Bevor sie Christin geworden sei, sei auf ihrer "Gott-Entdeckungsreise" und ihren Anfragen an den christlichen Glauben eines ihrer größten Probleme nicht Jesus selbst gewesen, "sondern der Verein, der sich auf ihn beruft: die Kirche." Sie kenne viele Menschen, die von Kirchenleuten enttäuscht oder verletzt wurden, "und am schlimmsten: Kinder wurden von Amtsträgern missbraucht, und Autoritäten nutzen ihre Macht, um das zu verschleiern." Deshalb fragt sie provokant: "Ist Gott so schrecklich wie die Kirche?"

Missbrauch und Macht

Nachdem sie klar das Verbrechen des Missbrauchs von Kindern verurteilt und Hilfsangebote für Betroffene nennt, widmet sie sich allgemein dem Thema Macht in der Kirche. Menschliche Macht sei immer nur von Gott geliehene Macht. "Sobald Menschen sie gegen das Gute einsetzen, tun sie das nicht mehr im Namen Gottes. Auch wenn sie das behaupten."

Jesus zeige einen ganz anderen Weg, wie seine Leute mit Macht umgehen sollen: Sie sollen sie gebrauchen für andere und für das Schaffen von gerechten Verhältnissen. "Jesus gibt also eine super Grundlage, um Machtverhältnisse – auch und vor allem in der Kirche – zu hinterfragen und zu kritisieren und umzudrehen."

Sorge ums Klima

Bei der Frage "Wie steht Gott zum Klimawandel?" geht Garschagen darauf ein, dass die Sorge um das Klima von Anfang an Teil der Bibel sei. Gott habe die Erde erschaffen und dann den Menschen den Auftrag gegeben, sie zu bebauen, zu pflegen und zu bewahren. "Wir Menschen sind quasi Wächterinnen und Wächter von Gottes großem Kunstwerk. Wir sollen die Schönheit bewahren. Die Artenvielfalt des Amazonas und das Eis der Arktis".

Doch mit dieser Verantwortung und dem Umgang mit dem Klimawandel lasse Gott die Menschen nicht alleine.
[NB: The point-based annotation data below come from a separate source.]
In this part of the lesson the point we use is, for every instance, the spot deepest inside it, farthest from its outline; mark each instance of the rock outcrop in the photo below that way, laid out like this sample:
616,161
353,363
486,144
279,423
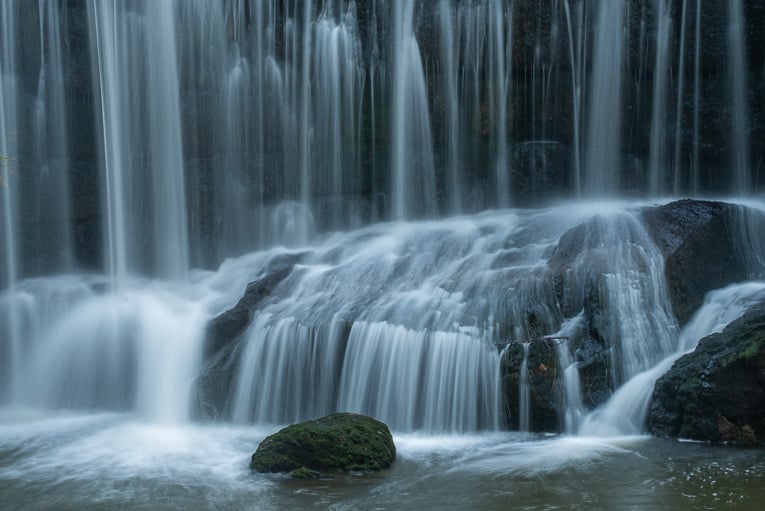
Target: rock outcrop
705,245
717,392
224,335
341,442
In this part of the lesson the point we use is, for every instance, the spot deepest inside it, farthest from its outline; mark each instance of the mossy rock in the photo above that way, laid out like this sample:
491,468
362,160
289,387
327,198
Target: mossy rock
717,392
341,442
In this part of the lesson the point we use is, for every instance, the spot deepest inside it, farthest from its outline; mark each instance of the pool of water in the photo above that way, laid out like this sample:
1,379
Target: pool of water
113,461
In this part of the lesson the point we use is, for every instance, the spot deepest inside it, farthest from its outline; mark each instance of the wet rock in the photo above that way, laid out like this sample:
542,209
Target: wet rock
704,248
717,392
543,375
223,339
341,442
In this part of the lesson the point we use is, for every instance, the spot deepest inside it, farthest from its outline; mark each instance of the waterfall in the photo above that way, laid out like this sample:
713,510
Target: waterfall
658,160
412,167
626,411
159,155
738,79
603,137
524,393
141,140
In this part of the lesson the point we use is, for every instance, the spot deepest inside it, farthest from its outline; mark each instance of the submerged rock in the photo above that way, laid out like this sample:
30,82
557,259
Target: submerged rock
717,392
341,442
Wenn Menschen denken, es brauche fast übermenschliche Anstrengung, um rechtzeitig noch was zu verändern, sage Gott: "Yes, stimmt. Aber ich bin am Start! Mir liegt die Erde noch mehr am Herzen als dir. Ich hab sie gemacht."

Skepsis ist gut 

Am Ende des Buchs ermutigt die Theologin ihre jugendlichen Leser, weiter Fragen zu stellen. "Zweifel sind gut: Geh deinen Zweifeln nach und prüfe sie, damit du dich nicht verbiegst." Und sie lädt zu einem "Skeptiker-Gebet" ein, das man einfach ausprobieren könne, auch wenn man nicht an Gott glaube. Es lautet "Jesus, wenn es Dich gibt, dann zeig Dich mir." Aber, so warnt die Autorin: "Das Gebet könnte dein Leben verändern".